Others have advanced suggestions that I'm too bandwidth-limited
to recall.    (010)

Lots of folks have pieces of the puzzle. And they're all their in the
archives. In fact, there are dozens of options for most every facet
of the puzzle, and hundreds of combinations that might work together.    (011)

How do we put the best of the ideas together? How do we take
baby steps that lead towards bigger steps, and eventually giant
leaps?    (012)

I think purpilizing the archive, making it accessible, and beginning
to add categories to it helps to begin making a KB out of it. So
I suspect that Eugene has been taking the appropriate kinds of
steps all along. (It would be most enlightening, I think, to start
putting an IBIS structure on top of that archive, as a way to relate
the pieces in it.)    (013)

After my conversations with Lee, I think a Nodal kind of system
has a strong chance of being the underlying data engine for that
step, or at least the next one. But I never got that sense from our
electronic interchanges -- a sign that head-to-head communication
is still the best option at our disposal.    (014)

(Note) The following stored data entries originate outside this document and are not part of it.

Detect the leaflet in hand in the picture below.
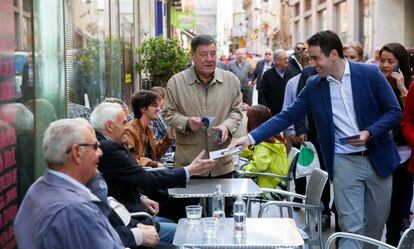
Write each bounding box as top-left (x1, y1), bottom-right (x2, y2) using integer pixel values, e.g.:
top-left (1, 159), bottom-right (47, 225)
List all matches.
top-left (201, 116), bottom-right (215, 129)
top-left (209, 145), bottom-right (243, 160)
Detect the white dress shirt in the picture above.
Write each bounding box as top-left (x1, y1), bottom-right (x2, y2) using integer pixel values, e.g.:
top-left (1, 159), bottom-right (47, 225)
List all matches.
top-left (327, 59), bottom-right (366, 153)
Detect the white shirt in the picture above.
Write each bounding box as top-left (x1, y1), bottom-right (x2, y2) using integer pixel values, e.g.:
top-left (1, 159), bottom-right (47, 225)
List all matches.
top-left (107, 196), bottom-right (143, 246)
top-left (262, 61), bottom-right (273, 76)
top-left (327, 59), bottom-right (366, 153)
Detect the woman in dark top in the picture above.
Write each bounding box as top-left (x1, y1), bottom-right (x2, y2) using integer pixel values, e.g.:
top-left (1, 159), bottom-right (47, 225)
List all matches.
top-left (379, 42), bottom-right (413, 246)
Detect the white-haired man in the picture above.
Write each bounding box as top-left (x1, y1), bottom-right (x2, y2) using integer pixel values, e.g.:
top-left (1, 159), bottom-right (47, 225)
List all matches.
top-left (14, 118), bottom-right (124, 249)
top-left (90, 102), bottom-right (216, 243)
top-left (258, 49), bottom-right (290, 116)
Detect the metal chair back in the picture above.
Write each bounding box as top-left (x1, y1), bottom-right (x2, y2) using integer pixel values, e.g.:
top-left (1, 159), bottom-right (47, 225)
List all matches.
top-left (305, 168), bottom-right (328, 217)
top-left (397, 223), bottom-right (414, 249)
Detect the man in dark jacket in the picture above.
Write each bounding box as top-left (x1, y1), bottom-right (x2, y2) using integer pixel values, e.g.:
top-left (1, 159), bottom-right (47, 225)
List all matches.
top-left (258, 49), bottom-right (290, 115)
top-left (90, 102), bottom-right (216, 243)
top-left (285, 42), bottom-right (308, 80)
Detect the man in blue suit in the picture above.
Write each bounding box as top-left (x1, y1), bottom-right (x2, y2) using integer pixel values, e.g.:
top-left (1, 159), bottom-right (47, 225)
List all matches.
top-left (231, 30), bottom-right (401, 249)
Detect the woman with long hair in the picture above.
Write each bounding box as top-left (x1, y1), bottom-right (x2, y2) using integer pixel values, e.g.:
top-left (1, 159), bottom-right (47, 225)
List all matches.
top-left (379, 42), bottom-right (413, 246)
top-left (240, 105), bottom-right (289, 190)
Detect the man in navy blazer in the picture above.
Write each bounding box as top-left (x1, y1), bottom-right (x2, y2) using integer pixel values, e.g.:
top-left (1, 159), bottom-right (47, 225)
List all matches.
top-left (231, 31), bottom-right (401, 249)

Bottom line: How do you specify what you do not yet understand?
The answer is by incremental design. Build it. Learn from it. Modify
it. Eventaully figure out that it is a dead end. Throw it away and
start over, using what you learned previously. It's easier this time,
but you still learn from it, and continue modifying it. Repeat until
got it. THEN you can write up a specification for it, because now you
understand it.    (015)

Finally, I would ask that we try to put the shoe on the other foot
for a while.    (016)

How about if those of us with code that isn't ready to share, or which
can't be contributed for licensing reasons, write up *their*
Then we can at least think about the approach they recommend.    (017)

I did that with the code I built. I wrote up a design document that
tracked my thinking as I was writing. That's my specification, such
as it is. Since the complexity eventaully overwhelmed me, it never
got cleaned up and simplified down to the final, working version.    (018)

Lee has written up a generic description of Nodal, too. The only
part that remains is writing up a spec that translates requirements
into a design that uses his engine, or one like it with the
Eugene suggested. (I don't recall that a conclusion was ever reached
in that discussion, BTW. Was it?)    (019)

Basically, after a lot of hours in weekly meetings, a lot of thinking
with respect to requirements, and even an attempt at generating
some useful code, I think I've contributed what I reasonably can
as a solo developer. It's there on my site.    (020)

Improvements are welcome. Alternate specifications are welcome.